LAUSR

Abstract It has long been recognized that the stable oxygen isotope 18O/16O ratios of chemical sediments show a systematic decrease with increasing age. This continuous, 3.8 Ga long secular trend has been attributed to 80 °C hot early Earth oceans, a ~15‰ lower 18O/16O ratio of Archean seawater, or diagenetic obliteration of the original isotope signal. We demonstrate that high-precision triple oxygen isotope measurements including the rare third stable oxygen isotope 17O on silica rocks (cherts) can be used to shed light on this major problem in geochemistry.

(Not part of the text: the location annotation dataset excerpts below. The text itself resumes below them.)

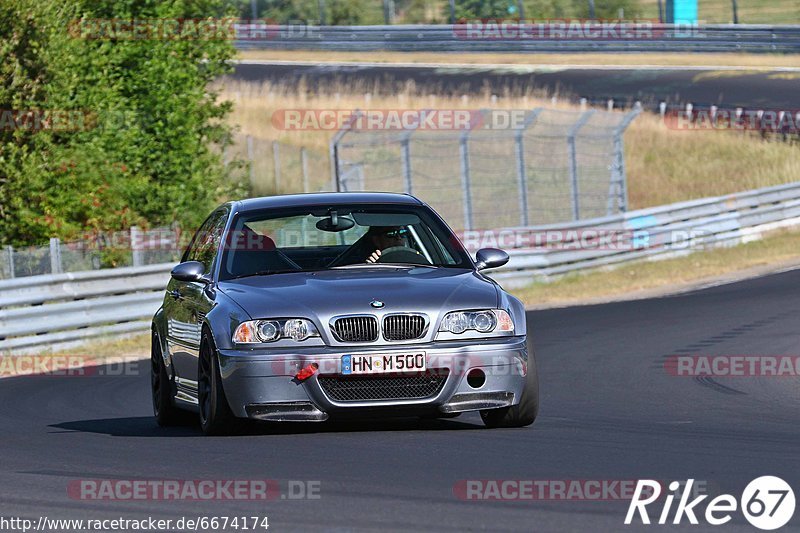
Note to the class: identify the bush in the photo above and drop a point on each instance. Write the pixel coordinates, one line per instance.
(145, 151)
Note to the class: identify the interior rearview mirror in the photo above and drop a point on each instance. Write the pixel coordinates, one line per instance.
(490, 258)
(190, 271)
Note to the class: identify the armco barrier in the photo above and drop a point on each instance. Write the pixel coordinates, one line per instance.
(652, 233)
(53, 311)
(59, 310)
(455, 38)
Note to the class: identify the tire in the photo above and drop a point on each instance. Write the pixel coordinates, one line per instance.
(525, 412)
(161, 388)
(216, 417)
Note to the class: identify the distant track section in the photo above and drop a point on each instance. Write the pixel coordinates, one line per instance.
(555, 36)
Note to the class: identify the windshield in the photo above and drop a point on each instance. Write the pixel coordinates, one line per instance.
(338, 236)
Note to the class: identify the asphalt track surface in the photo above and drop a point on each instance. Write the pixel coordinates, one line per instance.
(609, 411)
(724, 88)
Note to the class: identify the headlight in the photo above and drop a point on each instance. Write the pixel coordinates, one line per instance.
(260, 331)
(484, 321)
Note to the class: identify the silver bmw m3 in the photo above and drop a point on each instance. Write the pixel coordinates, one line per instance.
(309, 307)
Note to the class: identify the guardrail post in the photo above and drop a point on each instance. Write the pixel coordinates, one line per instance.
(276, 159)
(336, 181)
(137, 255)
(619, 178)
(55, 256)
(573, 162)
(522, 178)
(463, 149)
(321, 8)
(10, 252)
(405, 160)
(304, 167)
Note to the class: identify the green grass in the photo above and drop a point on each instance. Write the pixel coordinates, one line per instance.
(780, 248)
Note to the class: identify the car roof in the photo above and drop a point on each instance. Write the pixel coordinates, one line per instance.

Our triple oxygen isotope data do not support 80 °C hot oceans in the Archean. The data also exclude that the 18O/16O of seawater was much lower in the Archean. Also, a simple freshwater-origin of cherts is not supported by the new data. We discuss the effects of diagenetic alteration on the triple oxygen isotope compositions of cherts and show that the Archean and Proterozoic cherts could have equilibrated with fluids with higher 18O/16O than today's oceans. For the Archean cherts, the high 18O/16O fluids required to explain the observations could reflect the composition of ambient seawater or of modified hydrothermal fluids. Oceans with higher 18O/16O ratio would be expected for an Archean “water world” without large continents. High 18O/16O fluids, however, could also have formed locally by reactions between seawater and the oceanic crust. Our study shows that high-precision triple oxygen isotope data provide new understandings of processes deep in time.